Hi all, I wanted to update you all on my latest foster, Zoey. She now has a wonderful forever home! The couple who adopted her had recently lost their previous Maltese rescue dog, Baby. They came to visit Zoey twice before they picked her up, and they are just delightful people. I know Zoey will be very well taken care of-- everything a foster mommy could wish  

It was hard to lose her, because we'd had her for around ten weeks, since she was about six weeks old. My hubby really had formed a tight bond with her, and it was very, very tempting to keep her. We had to keep reminding ourselves what we were doing and why. It helped that we knew her new foster family didn't have any fluff in their home anymore and what a wonderful addition to their family she was going to be. 
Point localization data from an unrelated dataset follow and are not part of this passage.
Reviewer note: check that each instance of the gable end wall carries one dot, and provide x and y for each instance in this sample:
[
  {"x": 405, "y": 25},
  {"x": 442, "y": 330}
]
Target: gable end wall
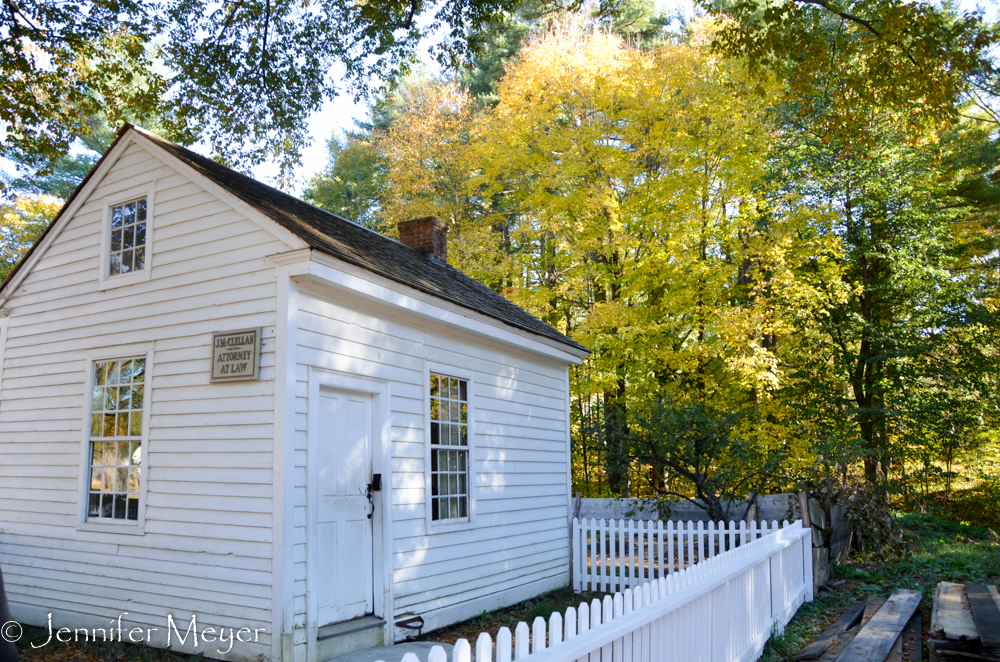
[{"x": 207, "y": 546}]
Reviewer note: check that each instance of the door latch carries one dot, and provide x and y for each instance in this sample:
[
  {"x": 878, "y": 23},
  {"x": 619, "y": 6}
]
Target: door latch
[{"x": 374, "y": 486}]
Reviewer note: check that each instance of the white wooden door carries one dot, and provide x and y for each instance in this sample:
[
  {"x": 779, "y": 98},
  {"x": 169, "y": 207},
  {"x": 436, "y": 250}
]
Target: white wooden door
[{"x": 343, "y": 575}]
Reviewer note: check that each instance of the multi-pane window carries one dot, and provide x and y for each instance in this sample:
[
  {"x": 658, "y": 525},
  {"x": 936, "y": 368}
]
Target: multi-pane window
[
  {"x": 128, "y": 238},
  {"x": 116, "y": 439},
  {"x": 449, "y": 448}
]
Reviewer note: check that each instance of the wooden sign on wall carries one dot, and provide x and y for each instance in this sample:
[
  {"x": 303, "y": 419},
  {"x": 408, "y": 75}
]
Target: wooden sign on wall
[{"x": 236, "y": 356}]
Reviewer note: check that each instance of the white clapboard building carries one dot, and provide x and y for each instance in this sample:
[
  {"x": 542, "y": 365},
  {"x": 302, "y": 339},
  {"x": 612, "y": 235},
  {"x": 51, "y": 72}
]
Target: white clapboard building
[{"x": 221, "y": 404}]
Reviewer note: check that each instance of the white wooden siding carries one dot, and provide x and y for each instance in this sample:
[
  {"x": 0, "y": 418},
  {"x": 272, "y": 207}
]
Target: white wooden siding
[
  {"x": 207, "y": 544},
  {"x": 519, "y": 544}
]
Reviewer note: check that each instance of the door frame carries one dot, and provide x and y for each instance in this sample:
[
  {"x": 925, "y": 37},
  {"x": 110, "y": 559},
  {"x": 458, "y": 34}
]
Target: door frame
[{"x": 381, "y": 446}]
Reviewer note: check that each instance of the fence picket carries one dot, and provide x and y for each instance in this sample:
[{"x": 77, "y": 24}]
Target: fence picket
[
  {"x": 640, "y": 560},
  {"x": 504, "y": 645},
  {"x": 608, "y": 616},
  {"x": 661, "y": 571},
  {"x": 555, "y": 629},
  {"x": 613, "y": 544},
  {"x": 630, "y": 541},
  {"x": 602, "y": 546},
  {"x": 484, "y": 648},
  {"x": 641, "y": 565},
  {"x": 521, "y": 640},
  {"x": 670, "y": 548},
  {"x": 593, "y": 555},
  {"x": 538, "y": 634},
  {"x": 690, "y": 536},
  {"x": 651, "y": 551}
]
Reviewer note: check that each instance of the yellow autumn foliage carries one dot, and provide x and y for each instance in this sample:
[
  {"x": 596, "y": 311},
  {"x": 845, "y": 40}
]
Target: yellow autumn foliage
[{"x": 23, "y": 219}]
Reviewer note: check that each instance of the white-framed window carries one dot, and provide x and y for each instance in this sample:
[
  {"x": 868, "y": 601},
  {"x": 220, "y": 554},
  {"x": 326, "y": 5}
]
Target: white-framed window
[
  {"x": 127, "y": 235},
  {"x": 115, "y": 439},
  {"x": 450, "y": 443}
]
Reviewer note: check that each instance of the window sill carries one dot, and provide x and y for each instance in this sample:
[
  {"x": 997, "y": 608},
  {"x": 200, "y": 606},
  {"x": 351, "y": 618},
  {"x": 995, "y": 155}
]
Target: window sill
[
  {"x": 121, "y": 281},
  {"x": 444, "y": 526},
  {"x": 112, "y": 527}
]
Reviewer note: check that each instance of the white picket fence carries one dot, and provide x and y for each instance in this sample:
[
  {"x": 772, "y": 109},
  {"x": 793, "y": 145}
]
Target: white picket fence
[
  {"x": 613, "y": 555},
  {"x": 721, "y": 609}
]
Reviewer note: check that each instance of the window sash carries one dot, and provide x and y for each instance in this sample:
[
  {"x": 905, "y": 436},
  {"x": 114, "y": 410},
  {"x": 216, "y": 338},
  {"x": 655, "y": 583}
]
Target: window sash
[
  {"x": 127, "y": 246},
  {"x": 115, "y": 439},
  {"x": 449, "y": 448}
]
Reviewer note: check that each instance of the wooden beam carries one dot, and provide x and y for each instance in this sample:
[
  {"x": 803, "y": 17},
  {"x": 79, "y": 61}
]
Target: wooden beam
[
  {"x": 985, "y": 614},
  {"x": 952, "y": 617},
  {"x": 876, "y": 640},
  {"x": 819, "y": 645}
]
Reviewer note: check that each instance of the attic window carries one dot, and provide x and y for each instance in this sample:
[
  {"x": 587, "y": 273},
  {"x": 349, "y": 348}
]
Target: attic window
[{"x": 128, "y": 238}]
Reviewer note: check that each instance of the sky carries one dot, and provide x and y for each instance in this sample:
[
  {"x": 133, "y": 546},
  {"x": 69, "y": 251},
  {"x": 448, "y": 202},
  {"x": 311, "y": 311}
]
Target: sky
[{"x": 339, "y": 114}]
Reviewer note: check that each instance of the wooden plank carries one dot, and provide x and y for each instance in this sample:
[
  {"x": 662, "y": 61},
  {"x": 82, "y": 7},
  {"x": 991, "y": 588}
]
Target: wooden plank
[
  {"x": 985, "y": 613},
  {"x": 876, "y": 640},
  {"x": 819, "y": 645},
  {"x": 913, "y": 643},
  {"x": 952, "y": 616}
]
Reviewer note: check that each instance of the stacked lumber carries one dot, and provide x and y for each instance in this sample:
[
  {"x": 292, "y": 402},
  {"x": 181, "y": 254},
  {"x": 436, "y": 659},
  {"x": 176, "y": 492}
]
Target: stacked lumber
[
  {"x": 880, "y": 630},
  {"x": 965, "y": 623}
]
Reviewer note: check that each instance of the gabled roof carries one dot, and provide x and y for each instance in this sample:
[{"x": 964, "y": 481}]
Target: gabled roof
[{"x": 354, "y": 244}]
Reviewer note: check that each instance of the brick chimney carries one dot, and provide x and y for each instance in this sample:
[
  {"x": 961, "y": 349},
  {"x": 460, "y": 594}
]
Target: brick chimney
[{"x": 428, "y": 235}]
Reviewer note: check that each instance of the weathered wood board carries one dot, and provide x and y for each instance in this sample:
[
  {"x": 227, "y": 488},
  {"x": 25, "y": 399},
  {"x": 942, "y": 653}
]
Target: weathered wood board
[
  {"x": 909, "y": 647},
  {"x": 819, "y": 645},
  {"x": 876, "y": 639},
  {"x": 985, "y": 613},
  {"x": 951, "y": 617}
]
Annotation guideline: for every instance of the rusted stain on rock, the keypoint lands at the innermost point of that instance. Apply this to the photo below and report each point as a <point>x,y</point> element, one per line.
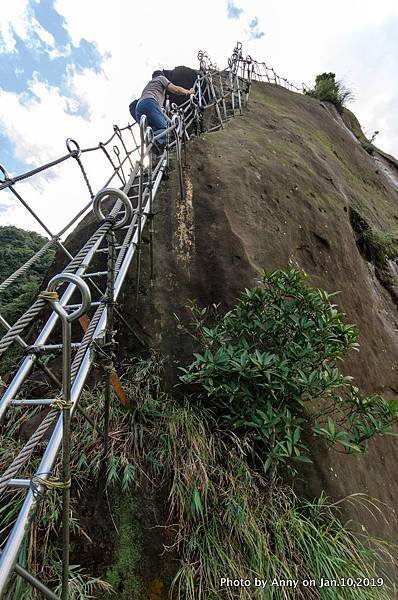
<point>184,236</point>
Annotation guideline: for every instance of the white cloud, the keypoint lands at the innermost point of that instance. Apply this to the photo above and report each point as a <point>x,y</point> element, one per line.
<point>357,40</point>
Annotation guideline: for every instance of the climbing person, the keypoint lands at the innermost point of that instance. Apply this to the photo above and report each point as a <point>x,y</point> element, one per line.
<point>152,100</point>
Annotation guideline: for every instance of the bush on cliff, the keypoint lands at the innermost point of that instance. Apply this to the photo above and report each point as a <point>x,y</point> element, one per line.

Here is a picture we took shortly before she was adopted (sorry it's blurry, Zoey was rarely still!)


----------



## zooeysmom (Aug 1, 2011)

That's wonderful! Good job, Jackie  Wishing Zoey a very happy life with her new family!


----------



## Sylie (Apr 4, 2011)

It is so nice to hear a happy story. You should be proud, Jackie.


----------



## Furbabies mom (Jul 25, 2011)

That's great news ! So happy that Zoey has found her forever home.


----------



## Ann Mother (Dec 18, 2013)

How neat


----------



## maddysmom (Mar 8, 2012)

How wonderful! Forever happy...


----------



## Tanner's Mom (May 27, 2005)

Great news, Jackie. I know Zoey will have a wonderful life.


----------



## Trisha (Aug 8, 2014)

Very Nice! Congratulations Zoey!! Happy you will have a "forever home"! :yahoo:


----------



## mdbflorida (Feb 28, 2013)

I love happy endings


----------



## Snowbody (Jan 3, 2009)

Jackie - you did such a wonderful thing by fostering her. You saved her life and brought her to a family who had a hole in their heart. And of course that may mean you might be able to take another foster in if one comes your way in need. It's a win/win/win. I hope they keep in touch with you. :chili::chili:


----------



## Matilda's mommy (Jun 1, 2005)

I'm so happy for little Zoey, she's found her forever home


----------



## MalteseObsessed (Mar 7, 2010)

Great news Jackie! You took such good care of her. I bet she'll have a good life after you fostered her with so much love! Happy for her!!!


----------



## Alexa (Aug 6, 2009)

That's wonderful news, Jackie!

I know it must be hard to let her go but knowing she is in wonderful and loving hands shows what a great job you do!

So happy for sweet Zoey!


----------



## Maglily (Feb 3, 2009)

Happy news!


----------



## Bailey&Me (Mar 8, 2010)

That is such awesome news, Jackie! You did a wonderful thing taking care of precious Zoey and helping her find her forever home!!


----------



## michellerobison (Dec 17, 2009)

The best news!!!


----------



## Pooh's mommy (Aug 31, 2014)

:wub: Love love love that Zoey has found her forever home with wonderful people to Love her forever and always . Jackie you are a wonderful person with a special place in your heart for the little fluffs who need a place to call home until they can find that special person to love them forever and ever . A BIG :ThankYou: to you and your dear husband for all that you do for the little ones. :aktion033:


----------



## socalyte (Nov 15, 2010)

Here are two pictures of Zoey at her new family's house-- looks like she has made herself at home!


























Being a foster mommy is definitely the hardest thing I ever loved doing-- but seeing Zoey so content and knowing she is loved is all the reward I could ever ask for.


----------



## Ann Mother (Dec 18, 2013)

Well & you could not adopt them all. It must be rewarding to see her so happy & with a family that appreciates her.


----------



## lydiatug (Feb 21, 2012)

Sounds like a win/win...except fo you, Jackie...I would have a hard time fostering because I'd want to keep them all. What a great thing you do!


----------